197 jmp ret_from_sys_call
上面系统调用的过程中,我们发现它只是保存了es,ds,fs段寄存器,和ebx,ecx,edx等传递的参数以及eax保存的调用号,并没有保存其他的寄存器值。也就是没有用到kernel/asm.s文件。我们再来看一下asm.s的开始部分
14 .globl _divide_error,_debug,_nmi,_int3,_overflow,_bounds,_invalid_op
15 .globl _double_fault,_coprocessor_segment_overrun
16 .globl _invalid_TSS,_segment_not_present,_stack_segment
17 .globl _general_protection,_coprocessor_error,_irq13,_reserved
可以看到它主要是处理一些比较底层的中断。那么我们以_divide_error为例,来看一下它是如何被使用的。
kernel/traps.c:185: set_trap_gate(0,÷_error);
假设现在发生的divide_error,内核根据idt找到对应的中断处理函数处理,也就是这里的divide_error。
kernel/asm.s:19:_divide_error:
19 _divide_error:
20 pushl $_do_divide_error
这里把do_divide_error函数地址压入栈中,作为返回地址。
21 no_error_code:
22 xchgl %eax,(%esp) //C函数地址,因为20行压入了函数地址
23 pushl %ebx
24 pushl %ecx
25 pushl %edx
26 pushl %edi
27 pushl %esi
28 pushl %ebp
29 push %ds
30 push %es
31 push %fs
32 pushl $0 # "error code"
33 lea 44(%esp),%edx //这里其实是把返回地址入栈,44(%esp)处的返回地址是由CPU硬件自动压入栈的
34 pushl %edx
35 movl $0x10,%edx
36 mov %dx,%ds
37 mov %dx,%es
38 mov %dx,%fs
ds,es,fs都设为内核数据段。
39 call *%eax //(%esp)
40 addl $8,%esp
把参数丢弃掉。
41 pop %fs
42 pop %es
43 pop %ds
44 popl %ebp
45 popl %esi
46 popl %edi
47 popl %edx
48 popl %ecx
49 popl %ebx
50 popl %eax
恢复寄存器值。
51 iret
返回到原来的下一条指令处运行。这里iret具体行为可以参考另一篇笔记《init/main.c源码分析》。

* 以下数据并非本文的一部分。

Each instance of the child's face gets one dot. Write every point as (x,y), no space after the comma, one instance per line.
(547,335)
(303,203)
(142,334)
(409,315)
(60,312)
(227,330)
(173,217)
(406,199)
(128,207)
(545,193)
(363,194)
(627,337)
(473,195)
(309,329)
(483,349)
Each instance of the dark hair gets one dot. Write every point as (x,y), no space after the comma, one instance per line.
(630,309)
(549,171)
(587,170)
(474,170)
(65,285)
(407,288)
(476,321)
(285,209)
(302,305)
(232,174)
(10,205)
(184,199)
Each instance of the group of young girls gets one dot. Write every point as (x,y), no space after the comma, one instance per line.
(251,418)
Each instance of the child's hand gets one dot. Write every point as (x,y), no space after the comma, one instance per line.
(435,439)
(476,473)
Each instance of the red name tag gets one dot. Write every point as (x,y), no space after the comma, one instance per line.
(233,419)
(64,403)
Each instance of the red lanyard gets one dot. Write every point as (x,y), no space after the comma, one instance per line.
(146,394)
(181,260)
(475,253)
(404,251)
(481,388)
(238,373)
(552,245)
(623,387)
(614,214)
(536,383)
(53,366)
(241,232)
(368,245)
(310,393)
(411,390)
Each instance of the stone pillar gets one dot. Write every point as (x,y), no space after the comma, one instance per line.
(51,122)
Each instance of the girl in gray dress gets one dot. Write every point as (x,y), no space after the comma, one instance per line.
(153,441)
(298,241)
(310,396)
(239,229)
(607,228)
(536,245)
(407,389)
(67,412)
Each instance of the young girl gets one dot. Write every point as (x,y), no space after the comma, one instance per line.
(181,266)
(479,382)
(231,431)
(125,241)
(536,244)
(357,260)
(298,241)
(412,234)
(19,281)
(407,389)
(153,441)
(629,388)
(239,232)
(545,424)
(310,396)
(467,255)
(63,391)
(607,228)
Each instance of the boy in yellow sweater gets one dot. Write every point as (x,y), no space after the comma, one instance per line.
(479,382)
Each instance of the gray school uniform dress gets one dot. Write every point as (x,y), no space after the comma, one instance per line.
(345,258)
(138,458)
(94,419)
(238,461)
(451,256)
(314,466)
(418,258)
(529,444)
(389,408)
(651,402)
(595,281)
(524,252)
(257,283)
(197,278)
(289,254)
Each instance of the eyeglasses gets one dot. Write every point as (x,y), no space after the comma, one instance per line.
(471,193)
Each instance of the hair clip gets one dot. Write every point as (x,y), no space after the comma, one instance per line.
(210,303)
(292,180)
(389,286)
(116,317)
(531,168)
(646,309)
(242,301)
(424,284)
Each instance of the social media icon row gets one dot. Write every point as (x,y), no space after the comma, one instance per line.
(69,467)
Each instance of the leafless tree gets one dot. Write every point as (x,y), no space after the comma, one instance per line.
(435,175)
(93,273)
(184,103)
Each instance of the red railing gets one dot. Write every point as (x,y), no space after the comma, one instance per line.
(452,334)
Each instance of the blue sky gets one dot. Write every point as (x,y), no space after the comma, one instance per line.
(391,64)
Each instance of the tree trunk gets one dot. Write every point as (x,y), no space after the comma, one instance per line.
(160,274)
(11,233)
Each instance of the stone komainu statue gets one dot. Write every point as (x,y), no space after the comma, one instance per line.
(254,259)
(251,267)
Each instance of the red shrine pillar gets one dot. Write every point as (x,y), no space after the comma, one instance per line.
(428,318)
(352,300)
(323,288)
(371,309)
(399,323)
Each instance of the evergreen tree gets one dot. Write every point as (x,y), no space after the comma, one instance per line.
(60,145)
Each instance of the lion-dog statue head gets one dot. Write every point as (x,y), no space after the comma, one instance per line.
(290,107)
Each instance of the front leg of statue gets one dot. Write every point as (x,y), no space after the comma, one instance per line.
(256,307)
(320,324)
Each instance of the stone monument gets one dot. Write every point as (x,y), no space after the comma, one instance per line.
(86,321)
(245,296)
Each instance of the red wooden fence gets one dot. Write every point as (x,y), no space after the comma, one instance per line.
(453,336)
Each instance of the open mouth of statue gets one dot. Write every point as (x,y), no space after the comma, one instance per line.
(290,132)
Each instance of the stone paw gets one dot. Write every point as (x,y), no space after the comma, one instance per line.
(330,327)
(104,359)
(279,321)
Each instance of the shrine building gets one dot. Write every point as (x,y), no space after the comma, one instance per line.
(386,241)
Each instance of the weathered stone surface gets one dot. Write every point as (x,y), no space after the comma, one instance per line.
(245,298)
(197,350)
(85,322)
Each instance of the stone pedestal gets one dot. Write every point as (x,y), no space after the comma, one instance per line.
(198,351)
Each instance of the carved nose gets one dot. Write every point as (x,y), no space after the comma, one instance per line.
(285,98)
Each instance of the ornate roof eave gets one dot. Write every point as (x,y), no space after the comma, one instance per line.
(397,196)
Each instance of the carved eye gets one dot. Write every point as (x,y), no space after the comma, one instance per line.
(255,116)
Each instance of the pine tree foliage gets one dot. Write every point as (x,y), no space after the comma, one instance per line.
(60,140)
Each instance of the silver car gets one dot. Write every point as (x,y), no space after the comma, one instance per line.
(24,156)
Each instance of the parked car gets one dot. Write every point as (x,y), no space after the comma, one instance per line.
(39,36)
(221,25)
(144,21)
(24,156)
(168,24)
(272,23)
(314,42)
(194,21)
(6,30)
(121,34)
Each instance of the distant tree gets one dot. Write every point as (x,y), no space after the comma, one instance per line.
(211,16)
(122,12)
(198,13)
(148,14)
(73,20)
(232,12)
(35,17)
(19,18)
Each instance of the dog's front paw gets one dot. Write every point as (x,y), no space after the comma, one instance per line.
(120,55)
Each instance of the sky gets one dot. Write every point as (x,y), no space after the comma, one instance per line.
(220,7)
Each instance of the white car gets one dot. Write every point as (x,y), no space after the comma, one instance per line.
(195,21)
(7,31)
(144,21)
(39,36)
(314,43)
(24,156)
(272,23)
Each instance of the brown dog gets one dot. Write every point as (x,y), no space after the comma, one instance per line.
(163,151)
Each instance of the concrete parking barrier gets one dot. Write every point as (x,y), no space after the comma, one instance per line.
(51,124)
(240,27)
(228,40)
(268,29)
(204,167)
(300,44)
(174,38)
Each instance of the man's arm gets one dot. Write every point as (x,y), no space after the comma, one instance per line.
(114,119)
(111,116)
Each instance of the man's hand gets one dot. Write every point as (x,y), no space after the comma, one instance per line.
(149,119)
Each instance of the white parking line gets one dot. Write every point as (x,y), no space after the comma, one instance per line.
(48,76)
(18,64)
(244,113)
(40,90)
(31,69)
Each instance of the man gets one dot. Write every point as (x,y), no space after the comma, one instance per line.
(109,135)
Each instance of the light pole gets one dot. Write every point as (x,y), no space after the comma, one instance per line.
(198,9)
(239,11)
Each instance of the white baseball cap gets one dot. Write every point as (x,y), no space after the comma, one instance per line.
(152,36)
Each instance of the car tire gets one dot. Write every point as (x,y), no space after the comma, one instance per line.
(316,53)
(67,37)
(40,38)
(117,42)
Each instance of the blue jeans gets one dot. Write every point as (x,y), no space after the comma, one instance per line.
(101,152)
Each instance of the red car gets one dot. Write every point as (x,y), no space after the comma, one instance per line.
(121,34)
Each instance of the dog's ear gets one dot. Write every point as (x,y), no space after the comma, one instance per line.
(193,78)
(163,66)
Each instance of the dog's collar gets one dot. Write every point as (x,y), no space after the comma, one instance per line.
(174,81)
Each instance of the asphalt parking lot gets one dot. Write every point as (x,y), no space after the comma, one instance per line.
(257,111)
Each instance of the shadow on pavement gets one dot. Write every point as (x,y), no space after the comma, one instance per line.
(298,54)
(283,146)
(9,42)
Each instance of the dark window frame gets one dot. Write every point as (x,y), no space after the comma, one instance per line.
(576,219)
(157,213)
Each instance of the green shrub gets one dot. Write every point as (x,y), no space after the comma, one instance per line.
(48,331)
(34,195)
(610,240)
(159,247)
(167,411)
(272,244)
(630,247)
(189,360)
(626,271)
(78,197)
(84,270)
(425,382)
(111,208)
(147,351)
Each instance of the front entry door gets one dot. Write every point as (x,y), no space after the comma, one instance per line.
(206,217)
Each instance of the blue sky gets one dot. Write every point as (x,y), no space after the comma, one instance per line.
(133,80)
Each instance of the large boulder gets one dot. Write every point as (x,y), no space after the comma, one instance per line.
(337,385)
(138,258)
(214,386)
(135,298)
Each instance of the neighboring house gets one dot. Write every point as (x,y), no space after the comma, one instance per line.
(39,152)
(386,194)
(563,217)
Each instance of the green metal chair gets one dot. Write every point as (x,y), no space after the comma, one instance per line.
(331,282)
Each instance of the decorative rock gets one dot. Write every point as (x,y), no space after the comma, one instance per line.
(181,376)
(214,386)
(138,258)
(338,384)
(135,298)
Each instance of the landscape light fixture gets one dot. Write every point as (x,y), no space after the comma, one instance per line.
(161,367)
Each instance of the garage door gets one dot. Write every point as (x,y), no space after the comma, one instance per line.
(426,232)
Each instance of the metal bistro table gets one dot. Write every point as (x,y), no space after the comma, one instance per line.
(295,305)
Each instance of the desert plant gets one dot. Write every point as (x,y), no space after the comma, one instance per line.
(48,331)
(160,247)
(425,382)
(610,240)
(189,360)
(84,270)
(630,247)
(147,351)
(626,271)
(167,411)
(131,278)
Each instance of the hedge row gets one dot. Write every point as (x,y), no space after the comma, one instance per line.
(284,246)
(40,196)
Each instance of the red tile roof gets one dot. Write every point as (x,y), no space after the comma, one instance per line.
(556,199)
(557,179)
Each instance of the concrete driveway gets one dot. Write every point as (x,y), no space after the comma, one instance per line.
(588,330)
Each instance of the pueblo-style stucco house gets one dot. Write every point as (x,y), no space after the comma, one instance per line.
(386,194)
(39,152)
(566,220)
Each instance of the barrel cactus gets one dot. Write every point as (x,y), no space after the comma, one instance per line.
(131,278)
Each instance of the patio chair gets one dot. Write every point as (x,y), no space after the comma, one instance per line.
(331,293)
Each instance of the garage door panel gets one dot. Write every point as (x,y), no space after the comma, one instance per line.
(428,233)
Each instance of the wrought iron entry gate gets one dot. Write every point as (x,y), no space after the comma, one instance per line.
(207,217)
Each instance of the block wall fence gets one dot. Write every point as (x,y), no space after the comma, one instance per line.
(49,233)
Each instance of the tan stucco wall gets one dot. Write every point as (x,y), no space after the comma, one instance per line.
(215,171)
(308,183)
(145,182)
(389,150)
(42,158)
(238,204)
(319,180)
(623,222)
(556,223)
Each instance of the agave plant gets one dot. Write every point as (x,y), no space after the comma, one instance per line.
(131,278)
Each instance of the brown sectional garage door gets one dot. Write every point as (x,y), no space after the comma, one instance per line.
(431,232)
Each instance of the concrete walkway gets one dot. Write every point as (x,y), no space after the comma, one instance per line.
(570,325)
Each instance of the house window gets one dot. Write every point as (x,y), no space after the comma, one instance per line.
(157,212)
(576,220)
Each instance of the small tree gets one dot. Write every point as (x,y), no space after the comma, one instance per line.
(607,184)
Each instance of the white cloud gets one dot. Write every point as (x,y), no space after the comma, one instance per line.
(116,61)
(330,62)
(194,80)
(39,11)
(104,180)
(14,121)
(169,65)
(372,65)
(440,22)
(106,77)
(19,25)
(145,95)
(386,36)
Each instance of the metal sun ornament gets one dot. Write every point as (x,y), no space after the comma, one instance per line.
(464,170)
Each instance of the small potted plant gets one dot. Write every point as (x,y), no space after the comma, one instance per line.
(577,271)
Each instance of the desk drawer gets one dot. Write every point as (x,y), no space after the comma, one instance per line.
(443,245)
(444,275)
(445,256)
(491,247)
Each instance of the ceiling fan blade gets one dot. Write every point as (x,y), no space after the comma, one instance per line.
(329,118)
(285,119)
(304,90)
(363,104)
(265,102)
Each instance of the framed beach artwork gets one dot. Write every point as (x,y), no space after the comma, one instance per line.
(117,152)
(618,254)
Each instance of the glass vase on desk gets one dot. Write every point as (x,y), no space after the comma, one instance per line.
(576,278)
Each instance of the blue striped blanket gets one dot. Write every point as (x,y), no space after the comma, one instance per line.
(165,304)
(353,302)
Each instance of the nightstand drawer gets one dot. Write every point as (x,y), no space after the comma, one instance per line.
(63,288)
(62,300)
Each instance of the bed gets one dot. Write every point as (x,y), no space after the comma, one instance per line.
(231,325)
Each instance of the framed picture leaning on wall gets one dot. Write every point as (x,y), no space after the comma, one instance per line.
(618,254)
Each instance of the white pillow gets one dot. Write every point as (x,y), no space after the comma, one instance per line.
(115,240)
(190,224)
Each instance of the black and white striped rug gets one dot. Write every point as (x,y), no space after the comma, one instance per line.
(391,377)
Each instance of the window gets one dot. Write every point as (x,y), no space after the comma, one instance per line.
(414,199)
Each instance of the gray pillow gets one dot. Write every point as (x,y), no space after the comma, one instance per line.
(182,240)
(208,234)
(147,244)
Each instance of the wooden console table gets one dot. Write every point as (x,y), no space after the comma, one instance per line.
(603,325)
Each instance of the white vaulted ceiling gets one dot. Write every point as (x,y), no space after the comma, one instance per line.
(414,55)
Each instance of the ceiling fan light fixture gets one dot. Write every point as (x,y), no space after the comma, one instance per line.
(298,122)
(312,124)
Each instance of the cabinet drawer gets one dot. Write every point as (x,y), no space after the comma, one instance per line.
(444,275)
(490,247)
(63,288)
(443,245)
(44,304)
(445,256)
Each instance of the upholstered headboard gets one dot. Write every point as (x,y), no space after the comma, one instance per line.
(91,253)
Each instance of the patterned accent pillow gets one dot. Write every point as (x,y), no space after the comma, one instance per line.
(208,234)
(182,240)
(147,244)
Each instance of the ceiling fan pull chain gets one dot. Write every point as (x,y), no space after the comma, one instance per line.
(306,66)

我们再来看一下这里的函数_do_divide_error:
kernel/traps.c:97:void do_divide_error(long esp, long error_code)
97 void do_divide_error(long esp, long error_code)
98 {
99 die("divide error",esp,error_code);
100 }
到这里整个流程就比较明白了。
总结:
这里我们最终总结一下与中断处理有关的知识点。中断发生时,首先由CPU硬件自动保存一些寄存器这里涉及到两种情况,如果不涉及到特权级的改变,就只需要保存eflags,cs和eip;如果涉及到特权级的改变,除了上面的内容外还需要保存原ss和esp。这是因为二者使用的堆栈不同的原因。当涉及到特权级改变时使用的是内核堆栈。接下来,内核会根据中断号来查询idt表,对于一些比较底层的中断,它所对应的处理函数一般是在asm.s文件中的,那么这里就涉及到error_code和no_error_code两种情况,主要涉及到保存寄存器的一些操作,在asm中又会调用traps.c中具体的C函数,这就实现了中断处理;如果不是底层的中断,那么注册的处理函数一般是在system_call.s文件中声明的,然后在这里面它又会调用比如call sys_call_table,sys_call_table实在include/unistd.h中生声明的,通过索引找到具体的处理函数,这些处理函数分布在不同的模块中。